As regional cooperation was one of the EU's requirements, Croatia also had to reconcile with its wartime enemies. Croatian and Serbian presidents apologized for atrocities committed during the war in Croatia. In Bosnia and Herzegovina's parliament in April 2010, Croatia's Ivo Josipovic talked about the war in Bosnia, citing the destruction, killing and suffering which accompanied it. He added:
"I deeply regret that the Republic of Croatia with its policies of the 1990s contributed to that as well. I deeply regret that such a Croatian policy contributed to the suffering of people and to divisions that trouble us still today."
Even though it blamed the rebellion of Serb separatists in 1991 for the destruction, displacement and enormous human suffering endured by its people during the war, Croatia also had to remove obstacles to the return of Serb refugees.

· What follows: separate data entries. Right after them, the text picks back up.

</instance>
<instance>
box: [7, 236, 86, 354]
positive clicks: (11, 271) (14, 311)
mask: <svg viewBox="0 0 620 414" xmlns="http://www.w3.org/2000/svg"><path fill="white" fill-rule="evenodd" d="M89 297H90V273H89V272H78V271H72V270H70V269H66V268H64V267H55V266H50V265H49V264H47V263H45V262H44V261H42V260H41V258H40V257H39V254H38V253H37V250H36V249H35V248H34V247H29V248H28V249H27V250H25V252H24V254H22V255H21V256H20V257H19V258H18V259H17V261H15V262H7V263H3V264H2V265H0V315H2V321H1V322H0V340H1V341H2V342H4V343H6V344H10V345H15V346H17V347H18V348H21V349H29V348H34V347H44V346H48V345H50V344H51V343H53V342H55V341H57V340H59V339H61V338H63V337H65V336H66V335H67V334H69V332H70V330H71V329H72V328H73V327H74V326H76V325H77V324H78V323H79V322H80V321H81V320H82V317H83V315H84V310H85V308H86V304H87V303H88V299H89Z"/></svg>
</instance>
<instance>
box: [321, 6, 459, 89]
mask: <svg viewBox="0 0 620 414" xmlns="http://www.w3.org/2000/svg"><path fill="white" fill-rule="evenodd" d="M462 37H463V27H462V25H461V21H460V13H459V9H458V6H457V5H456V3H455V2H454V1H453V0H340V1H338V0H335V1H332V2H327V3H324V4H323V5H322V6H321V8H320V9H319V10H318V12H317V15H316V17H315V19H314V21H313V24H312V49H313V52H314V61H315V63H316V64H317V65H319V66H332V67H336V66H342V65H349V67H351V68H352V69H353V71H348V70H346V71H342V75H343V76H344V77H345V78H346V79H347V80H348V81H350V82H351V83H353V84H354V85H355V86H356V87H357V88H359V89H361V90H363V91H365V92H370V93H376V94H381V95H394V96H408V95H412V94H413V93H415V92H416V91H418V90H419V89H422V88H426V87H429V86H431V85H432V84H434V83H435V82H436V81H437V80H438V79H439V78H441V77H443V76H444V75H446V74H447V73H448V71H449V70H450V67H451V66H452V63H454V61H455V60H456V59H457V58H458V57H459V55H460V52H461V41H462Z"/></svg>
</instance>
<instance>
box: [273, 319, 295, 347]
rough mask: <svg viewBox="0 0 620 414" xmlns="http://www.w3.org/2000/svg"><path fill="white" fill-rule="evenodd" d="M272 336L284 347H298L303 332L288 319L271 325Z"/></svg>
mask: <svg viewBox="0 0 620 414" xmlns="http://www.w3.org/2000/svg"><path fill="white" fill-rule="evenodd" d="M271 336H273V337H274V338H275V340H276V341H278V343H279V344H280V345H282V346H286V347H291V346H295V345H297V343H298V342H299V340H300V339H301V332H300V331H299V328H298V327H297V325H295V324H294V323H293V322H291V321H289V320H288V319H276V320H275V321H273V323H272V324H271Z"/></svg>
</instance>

In December 2008, Croatia ran into turbulence when neighbouring Slovenia blocked its accession negotiations with the EU due to a bilateral dispute over the demarcation of the two countries' maritime border and a few scraps of land. After a year of squabbling, in September 2009 the two finally agreed to a compromise formula brokered by Sweden, then holding the EU presidency: international arbitrators would make a binding decision, but the process would start only once Croatia's EU accession treaty was signed. (In October 2011, the Croatian parliament adopted a Declaration on European Values which states that Croatia would not use bilateral issues to block other Balkan countries' accession negotiations.)
One of the last hurdles in the accession process was corruption. The EU insisted that the low-profile cases launched during the premiership of Ivo Sanader – who had made great strides towards EU membership before resigning abruptly in mid-2009 – were not enough. With a green light from Sanader's successor Jadranka Kosor (also from the HDZ), the chief state prosecutor aimed higher, indicting former ministers and state officials. In November 2012 Sanader himself was sentenced by a first instance court to 10 years imprisonment for taking bribes from the Austrian Hypo Alpe Adria Bank and the Hungarian oil company MOL.
Growing scepticism towards EU enlargement in countries like Germany and France increased the pressure on the candidate states. EU members began to impose specific conditions for the opening and closing of negotiation chapters (so-called opening and closing benchmarks). Furthermore, more emphasis than in earlier enlargements was placed on the implementation of new legislation. Even now that the accession treaty is signed, Croatia's performance will be closely monitored until it officially becomes a member.
On 22 January 2012 Croatian citizens voted in a referendum on Croatia's accession to the EU. Two-thirds supported Croatia's EU membership.
A country still isolated in 1999 due to the views and policies of its late president Franjo Tudjman is now a model for other EU hopefuls in the Balkans.